With goggles on his head and a magic 8-ball in tow, the recently orphaned Lewis (Owen Vaccaro) must board a bus to go live with his Uncle Jonathan (Jack Black). The place looks more like a gothic manor than a proper home, maybe even appropriately taking on the likeness of an old orphanage, and walking through the front doors proves to be a bit shocking and even more perplexing. Uncle Jonathan enforces few rules: no bedtime, no chores, and he accepts cookies as a form of dinner. The only restraint against Lewis is his proximity to a certain locked box. But strange things happen come nighttime, and rumors floating around his new school further assure Lewis that he’s living in a haunted house. Those tall tales may not be fact, yet they aren’t entirely false either.
So much of Clock in Its Walls depends on conveying a young imagination’s ability to create terror.

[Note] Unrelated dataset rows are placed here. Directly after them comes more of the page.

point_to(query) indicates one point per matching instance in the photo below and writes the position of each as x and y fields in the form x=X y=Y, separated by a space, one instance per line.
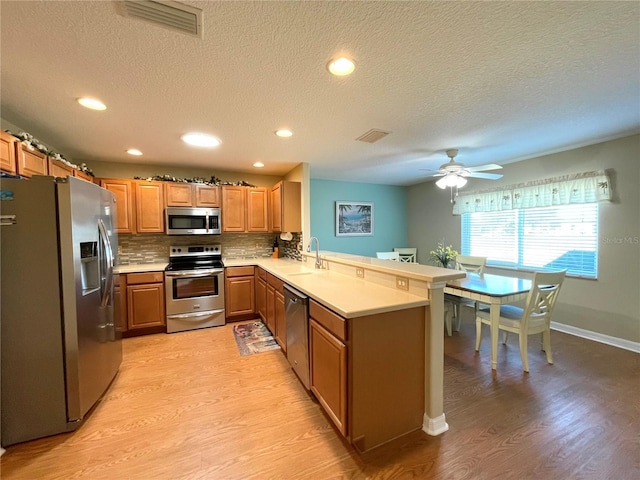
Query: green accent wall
x=389 y=216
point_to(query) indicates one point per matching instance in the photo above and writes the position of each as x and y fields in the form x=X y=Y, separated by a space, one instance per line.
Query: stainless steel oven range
x=194 y=287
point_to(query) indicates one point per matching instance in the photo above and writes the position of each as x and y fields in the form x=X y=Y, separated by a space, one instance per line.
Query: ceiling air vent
x=168 y=14
x=372 y=136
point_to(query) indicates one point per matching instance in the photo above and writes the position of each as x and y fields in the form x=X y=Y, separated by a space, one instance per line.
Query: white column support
x=434 y=422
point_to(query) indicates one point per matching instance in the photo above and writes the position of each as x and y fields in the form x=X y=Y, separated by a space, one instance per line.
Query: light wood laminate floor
x=187 y=406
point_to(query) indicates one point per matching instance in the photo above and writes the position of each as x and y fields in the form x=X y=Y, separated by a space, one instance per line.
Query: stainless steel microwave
x=193 y=221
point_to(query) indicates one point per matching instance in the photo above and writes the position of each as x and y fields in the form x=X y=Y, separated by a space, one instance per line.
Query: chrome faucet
x=318 y=261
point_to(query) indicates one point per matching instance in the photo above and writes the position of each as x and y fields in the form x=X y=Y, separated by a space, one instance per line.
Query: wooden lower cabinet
x=261 y=294
x=368 y=372
x=328 y=373
x=239 y=292
x=145 y=300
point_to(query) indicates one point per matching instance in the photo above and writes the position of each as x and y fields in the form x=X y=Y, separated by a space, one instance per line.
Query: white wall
x=609 y=305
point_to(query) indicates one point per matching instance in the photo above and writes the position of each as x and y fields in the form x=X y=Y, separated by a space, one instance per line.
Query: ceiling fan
x=454 y=174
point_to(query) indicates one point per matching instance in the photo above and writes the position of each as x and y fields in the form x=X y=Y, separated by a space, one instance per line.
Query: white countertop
x=347 y=295
x=141 y=267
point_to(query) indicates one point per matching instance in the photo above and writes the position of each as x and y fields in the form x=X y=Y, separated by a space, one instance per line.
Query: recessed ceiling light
x=92 y=103
x=341 y=66
x=284 y=133
x=200 y=139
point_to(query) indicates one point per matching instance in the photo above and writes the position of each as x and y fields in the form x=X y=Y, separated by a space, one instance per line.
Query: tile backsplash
x=154 y=248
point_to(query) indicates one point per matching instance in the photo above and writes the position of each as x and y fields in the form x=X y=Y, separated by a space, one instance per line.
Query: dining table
x=494 y=290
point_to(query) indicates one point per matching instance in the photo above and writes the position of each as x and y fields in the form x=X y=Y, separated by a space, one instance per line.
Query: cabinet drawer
x=329 y=320
x=262 y=273
x=275 y=282
x=146 y=277
x=239 y=271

By that measure the film is a mild success, reproducing or conducting the kind of campfire ghost stories and late-night sleepover scares that kids not only manufacture, but practically welcome when the lights go out. By day they can see possible shapes in the clouds, and by night they can convince themselves that a murderer is lurking outside the window when it’s really just a shrub’s shadow. Conversely though, the movie is fairly underdeveloped in its plotting. Lewis’ friendship with Tarby (Sunny Suljic) goes absolutely nowhere. Uncle Jonathan turns out to be a Warlock, and his best friend Florence (Cate Blanchett) is a talented Witch, but neither character’s background is worth noting. The bad guy who hid the titular clock within the abode has very little depth, even if one of his scenes meeting a satanic figure in the woods is genuinely disturbing. Clock in Its Walls is rather empty on a personal level, reducing the people to video-game characters who progress the story without making their own mark.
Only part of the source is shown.